The Goddesses

She brought her feet up so she was crouching on the seat. She was going to jump out of the car instead of using the door. “I’ll be right back,” she said. And then her lips were pressed into mine hard for a full thirty seconds, or maybe two very long seconds. When she pulled her face away, she whispered, “Thelma and Louise!” Then she jumped out of the car.

The symphony of crickets pulsed and pulsed, and then I could hear her feet on the gravel. That wasn’t good. That meant Peter could hear it, too. But she was going fast. It wouldn’t take long. And maybe he was asleep already. Maybe he slept with the lights on. The sound of her sprinting feet receded and receded. Was I supposed to turn the car on now or wait until I saw her at the mailbox? I decided not to turn it on. It would be too noisy.

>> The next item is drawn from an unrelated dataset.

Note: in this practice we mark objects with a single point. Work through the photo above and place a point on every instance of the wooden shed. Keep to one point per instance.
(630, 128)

I crawled into the driver’s seat and waited. I realized I had never driven this car. The driver’s seat had a different feel to it.

I tried to sit completely still so I could hear everything.

Do you think we should tell your wife?

I can’t tell her yet. Sorry.

I fixed my eyes straight ahead and blinked at the dark.

She was taking too long. Why wasn’t she running back yet? Maybe a problem with the barn door. Maybe it was taking a while to open. A padlock, maybe. I hoped she wasn’t trying to break open a padlock.

And then the gravelly sound. Closer and closer. Good. She was sprinting. I put my hand on the key, ready to turn it, and then there she was! Waving madly, her hands two fast white splotches in the dark. I turned the key. I pressed the accelerator. Too hard. The car jerked forward. Breathe, Nan. I pressed again more lightly. Her hands were telling me to hurry up. I’m coming!

When I got to her, I hit the brakes hard, too hard. She flung the door open and jumped in and before she’d slammed it shut she was already saying, “Go, go! I think he saw me!” She wasn’t laughing at all.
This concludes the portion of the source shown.